Bundesinnenminister Hans-Peter Friedrich (CSU) hat am Mittwoch (19.09.2012) in Berlin die neue Rechtsextremismusdatei (RED) vorgestellt. In ihr werden ausschließlich Daten zur Bekämpfung des gewaltbezogenen Rechtsextremismus gespeichert. Mit Hilfe des neuen Instruments soll die Kommunikation zwischen den Sicherheitsbehörden von Bund und Ländern verbessert werden.

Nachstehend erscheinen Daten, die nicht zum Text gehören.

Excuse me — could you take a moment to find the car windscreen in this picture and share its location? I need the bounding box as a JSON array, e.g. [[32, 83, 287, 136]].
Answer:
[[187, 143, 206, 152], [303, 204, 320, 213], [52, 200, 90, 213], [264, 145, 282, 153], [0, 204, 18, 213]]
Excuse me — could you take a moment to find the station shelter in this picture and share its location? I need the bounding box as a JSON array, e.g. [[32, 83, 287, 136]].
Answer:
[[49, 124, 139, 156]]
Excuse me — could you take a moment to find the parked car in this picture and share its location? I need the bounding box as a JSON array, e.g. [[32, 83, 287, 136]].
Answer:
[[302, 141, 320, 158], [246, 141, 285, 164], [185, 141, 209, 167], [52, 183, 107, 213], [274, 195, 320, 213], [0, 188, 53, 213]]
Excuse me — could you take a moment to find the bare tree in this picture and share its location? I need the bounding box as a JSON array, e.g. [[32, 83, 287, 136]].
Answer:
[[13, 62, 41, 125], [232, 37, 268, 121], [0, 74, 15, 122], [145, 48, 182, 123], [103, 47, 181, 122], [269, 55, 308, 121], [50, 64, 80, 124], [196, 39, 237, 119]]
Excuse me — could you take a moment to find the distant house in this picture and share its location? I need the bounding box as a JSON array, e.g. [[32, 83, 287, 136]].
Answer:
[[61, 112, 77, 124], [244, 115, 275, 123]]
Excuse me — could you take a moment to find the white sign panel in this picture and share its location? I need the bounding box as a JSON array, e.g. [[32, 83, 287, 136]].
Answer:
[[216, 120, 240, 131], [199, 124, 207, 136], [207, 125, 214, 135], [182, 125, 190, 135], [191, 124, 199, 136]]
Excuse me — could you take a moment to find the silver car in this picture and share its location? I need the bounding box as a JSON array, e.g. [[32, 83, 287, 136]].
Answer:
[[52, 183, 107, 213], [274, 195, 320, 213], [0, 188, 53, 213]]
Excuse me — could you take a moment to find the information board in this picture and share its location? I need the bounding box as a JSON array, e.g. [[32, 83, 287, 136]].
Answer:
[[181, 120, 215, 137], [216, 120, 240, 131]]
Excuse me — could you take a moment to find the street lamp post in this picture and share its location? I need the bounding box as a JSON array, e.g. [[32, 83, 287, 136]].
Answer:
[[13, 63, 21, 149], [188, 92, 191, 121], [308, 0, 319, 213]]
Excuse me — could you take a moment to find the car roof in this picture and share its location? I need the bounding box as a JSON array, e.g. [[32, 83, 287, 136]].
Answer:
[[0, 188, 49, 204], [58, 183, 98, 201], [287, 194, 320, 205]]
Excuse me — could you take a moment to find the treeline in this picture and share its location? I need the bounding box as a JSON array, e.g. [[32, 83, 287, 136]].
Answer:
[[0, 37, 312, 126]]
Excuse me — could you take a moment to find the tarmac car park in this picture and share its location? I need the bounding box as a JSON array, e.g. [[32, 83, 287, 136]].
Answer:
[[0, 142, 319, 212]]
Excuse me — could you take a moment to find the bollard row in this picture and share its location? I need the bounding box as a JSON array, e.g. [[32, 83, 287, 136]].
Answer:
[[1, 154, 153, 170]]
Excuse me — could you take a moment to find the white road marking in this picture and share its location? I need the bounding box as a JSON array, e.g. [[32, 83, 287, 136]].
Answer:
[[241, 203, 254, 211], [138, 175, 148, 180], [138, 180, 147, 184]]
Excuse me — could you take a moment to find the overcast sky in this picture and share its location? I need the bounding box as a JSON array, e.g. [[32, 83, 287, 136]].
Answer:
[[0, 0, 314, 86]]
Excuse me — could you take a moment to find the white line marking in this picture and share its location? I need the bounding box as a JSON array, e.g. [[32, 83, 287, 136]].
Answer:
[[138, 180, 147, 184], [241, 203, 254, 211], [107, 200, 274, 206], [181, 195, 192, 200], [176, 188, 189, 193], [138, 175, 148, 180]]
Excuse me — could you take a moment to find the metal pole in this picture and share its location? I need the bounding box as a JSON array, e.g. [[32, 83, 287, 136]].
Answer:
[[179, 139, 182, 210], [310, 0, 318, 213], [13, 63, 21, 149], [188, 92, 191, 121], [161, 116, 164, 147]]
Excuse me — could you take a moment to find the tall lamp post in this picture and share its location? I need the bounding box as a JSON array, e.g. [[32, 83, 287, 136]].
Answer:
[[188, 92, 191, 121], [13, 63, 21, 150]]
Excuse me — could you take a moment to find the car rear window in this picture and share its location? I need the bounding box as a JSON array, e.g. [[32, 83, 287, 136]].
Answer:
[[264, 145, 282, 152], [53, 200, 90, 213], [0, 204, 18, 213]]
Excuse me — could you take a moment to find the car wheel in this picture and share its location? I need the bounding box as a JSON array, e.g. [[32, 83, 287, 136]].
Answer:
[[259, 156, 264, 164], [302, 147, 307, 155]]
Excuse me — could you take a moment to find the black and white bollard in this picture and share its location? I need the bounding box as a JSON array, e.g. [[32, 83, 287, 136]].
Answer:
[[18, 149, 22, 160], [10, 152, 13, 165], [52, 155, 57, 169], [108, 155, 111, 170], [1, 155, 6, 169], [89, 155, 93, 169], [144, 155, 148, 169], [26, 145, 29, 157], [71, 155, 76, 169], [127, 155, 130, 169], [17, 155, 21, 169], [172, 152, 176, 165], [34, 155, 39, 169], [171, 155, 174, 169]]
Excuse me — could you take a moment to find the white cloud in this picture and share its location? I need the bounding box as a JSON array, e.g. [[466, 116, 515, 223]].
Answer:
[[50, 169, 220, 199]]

Hintergrund ist die Pannenserie im Zusammenhang mit der Mordserie des „Nationalsoziaistischen Untergrunds“ (NSU), auf dessen Konto mutmaßlich zehn Morde zwischen 2000 und 2007 gehen.

Verfassungsschutzchef: „Datei zwingend erforderlich“

Der Präsident des Bundesamtes für Verfassungsschutz (BfV), Hans-Georg Maaßen, bezeichnete die Rechtsextremismusdatei als "zwingend erforderlich", um einen "umfassenden Informationsaustausch" zwischen den beteiligten 36 Behörden zu gewährleisten. Auf Seiten des Bundes sind neben dem Bundeskriminalamt (BKA) und dem Bundesamt für Verfassungsschutz (BfV) der Militärische Abschirmdienst (MAD) und die Bundespolizei beteiligt. Außerdem haben die jeweils 16 Verfassungsschutz- und Kriminalämter der Länder Zugriff auf die beim federführenden BKA in Wiesbaden angesiedelte Datei.

Nach den Worten des Bundesinnenministers wird es ab sofort möglich sein, „per Mausklick“ Informationen über rechtsextremistische Personen mit Gewaltbezug zu erhalten. So sei sofort zu erkennen, welche Behörde zu einem bestimmten Sachverhalt etwas weiß. Es werde möglich sein, Informationen über Personen und ihre geografische Zuordnung zu verknüpfen. Mit solchen Analysen, hofft Friedrich, könnten rechtsextremistische Strukturen und Netzwerke schneller erkannt werden.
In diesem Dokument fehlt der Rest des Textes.